VIENNA, June 26. /TASS/. Washington’s pressures on Tehran jeopardize control of Iran’s nuclear program envisaged by the Joint Comprehensive Plan of Action, Russia’s permanent representative at international organizations in Vienna Mikhail Ulyanov told TASS in an interview on Wednesday.
"Possibly unaware of what they are doing the Americans jeopardize verification procedures, which are the most important component of the JCPOA. If the JCPOA is shaken loose or ceases to exist altogether, it is very unlikely the current intrusive methods of verifying Iran’s nuclear activity will be preserved in full. And this hardly meets the interests of the international community and the United States. Something makes the Americans think, though, that this will not happen," he said.
The situation involving the nuclear deal looks worrisome and in the current context it is hard to predict its further development. "With their jaw-cracking sanctions the Americans have brought about a pre-crisis state of affairs, if not a full-scale crisis. In this connection the Iranians cannot but ask what incentives there exist for them to comply with their voluntary obligations in a situation where the balance of the nuclear deal has been fundamentally upset," Ulyanov said.
He explained that while approving the JCPOA the Iranian parliament made a reservation the additional protocol to the safeguards agreement with the IAEA will be terminated, should any party to the JCPOA default on its liabilities.
"For the time being Tehran does not refuse to comply with it, but it is utterly irresponsible to experiment in this field and test Iran’s endurance," Ulyanov said.
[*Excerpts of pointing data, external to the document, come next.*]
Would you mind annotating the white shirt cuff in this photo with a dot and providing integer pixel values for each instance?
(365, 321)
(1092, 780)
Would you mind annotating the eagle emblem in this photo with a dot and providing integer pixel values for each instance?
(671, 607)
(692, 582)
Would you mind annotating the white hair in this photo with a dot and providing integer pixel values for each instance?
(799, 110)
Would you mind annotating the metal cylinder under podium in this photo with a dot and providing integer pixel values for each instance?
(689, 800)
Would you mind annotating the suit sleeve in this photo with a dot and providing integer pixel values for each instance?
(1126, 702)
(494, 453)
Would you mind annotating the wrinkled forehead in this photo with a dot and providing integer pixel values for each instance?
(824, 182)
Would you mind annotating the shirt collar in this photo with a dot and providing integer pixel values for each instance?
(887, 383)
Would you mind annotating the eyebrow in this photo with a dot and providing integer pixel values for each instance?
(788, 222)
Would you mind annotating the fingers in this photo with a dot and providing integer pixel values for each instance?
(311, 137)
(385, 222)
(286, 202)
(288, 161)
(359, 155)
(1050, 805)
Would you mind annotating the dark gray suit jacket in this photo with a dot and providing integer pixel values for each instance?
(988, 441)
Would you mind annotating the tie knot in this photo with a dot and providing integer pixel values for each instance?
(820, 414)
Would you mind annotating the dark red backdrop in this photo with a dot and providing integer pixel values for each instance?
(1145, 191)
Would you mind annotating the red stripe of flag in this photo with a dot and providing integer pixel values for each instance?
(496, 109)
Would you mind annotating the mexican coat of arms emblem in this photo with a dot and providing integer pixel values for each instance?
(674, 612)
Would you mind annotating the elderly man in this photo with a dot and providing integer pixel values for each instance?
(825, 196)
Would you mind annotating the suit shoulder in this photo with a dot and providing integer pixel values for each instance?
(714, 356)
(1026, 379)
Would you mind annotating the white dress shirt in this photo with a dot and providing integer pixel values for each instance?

On May 8, 2018 US President Donald Trump declared Washington was pulling out from the JCPOA, concluded in 2015 with the aim to restrict Tehran’s nuclear research in exchange for the lifting of UN Security Council sanctions and unilateral US and EU restrictions. On May 8, 2019 Iranian President Hassan Rouhani declared that Tehran was suspending part of its obligations under the nuclear deal and gave the other signatories two months to resume compliance. Iran said the participants in the deal, European in the first place, had defaulted on some of their obligations contained in economic section of the agreement, so for that reason the deal made no sense in its current shape.